Climate Change in Bozeman, Montana

This notebook will analyze temperature data in Bozeman, MT to investigate for a warming trend due to climate change. I am using data from the GHCND dataset from NCEI - Station ID (USC00241044). I'll be using a simple linear regression to do this analysis, which certainly has limitations, but is a good place to start.

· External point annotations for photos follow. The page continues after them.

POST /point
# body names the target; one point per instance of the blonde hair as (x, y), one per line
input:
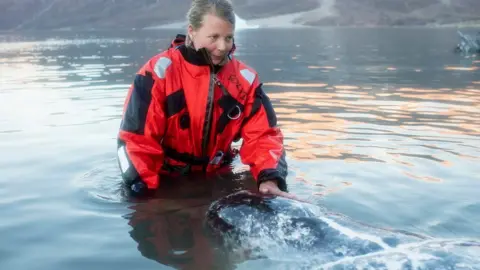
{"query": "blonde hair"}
(199, 8)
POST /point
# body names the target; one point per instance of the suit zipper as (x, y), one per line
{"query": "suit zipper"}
(209, 110)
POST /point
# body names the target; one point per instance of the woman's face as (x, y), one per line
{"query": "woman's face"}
(215, 35)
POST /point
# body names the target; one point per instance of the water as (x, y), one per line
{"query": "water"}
(381, 126)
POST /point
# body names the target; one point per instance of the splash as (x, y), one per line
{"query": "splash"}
(280, 232)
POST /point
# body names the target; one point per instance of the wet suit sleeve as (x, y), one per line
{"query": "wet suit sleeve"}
(262, 148)
(140, 155)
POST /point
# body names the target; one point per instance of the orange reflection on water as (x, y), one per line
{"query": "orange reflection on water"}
(280, 84)
(321, 125)
(461, 68)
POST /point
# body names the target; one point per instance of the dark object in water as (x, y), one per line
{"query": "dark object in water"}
(262, 224)
(468, 44)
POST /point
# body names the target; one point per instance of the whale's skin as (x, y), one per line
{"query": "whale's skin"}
(275, 229)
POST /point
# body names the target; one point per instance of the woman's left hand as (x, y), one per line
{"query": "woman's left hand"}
(271, 188)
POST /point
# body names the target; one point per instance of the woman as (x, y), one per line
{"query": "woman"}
(189, 103)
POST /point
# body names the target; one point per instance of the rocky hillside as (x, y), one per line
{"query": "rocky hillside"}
(110, 14)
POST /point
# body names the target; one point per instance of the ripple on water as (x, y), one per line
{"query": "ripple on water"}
(101, 184)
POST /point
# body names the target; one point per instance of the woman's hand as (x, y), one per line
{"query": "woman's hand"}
(271, 188)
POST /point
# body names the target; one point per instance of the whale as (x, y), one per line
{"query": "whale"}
(268, 231)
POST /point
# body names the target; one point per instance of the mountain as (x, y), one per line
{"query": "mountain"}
(127, 14)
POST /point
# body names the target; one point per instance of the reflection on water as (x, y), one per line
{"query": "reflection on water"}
(376, 128)
(356, 117)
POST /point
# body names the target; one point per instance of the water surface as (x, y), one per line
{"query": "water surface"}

The conditions for linear OLS regression are largely met by my data:

• Temperature is a constantly fluctuating value, rather than something precipitation or wind speed, so it is safe to assume it is normally distributed. In addition, by aggregating the data to an annual mean, I have further reduced the potential impact of extreme values.
• The warming I expect to see should be fairly linear, given that climate change is slow moving, relative to an annual scale. We may want to move to a polynomial fit, but linear regression is a good place to start.
• Lastly, while Bozeman is probably influenced by hysteresis in the climate system to some extent (e.g. ice caps, oceanic teleconnections), the anomaly potentially introduced is likely negligible at this point, so we can assume the data are stationary.

If time allows, I'd also like to investigate snowfall amounts for a climate change signal. However, that will be a little bit harder, as precipitation data on a daily scale is a non-Gaussian data product.

# Import libraries (all that will be needed for this project)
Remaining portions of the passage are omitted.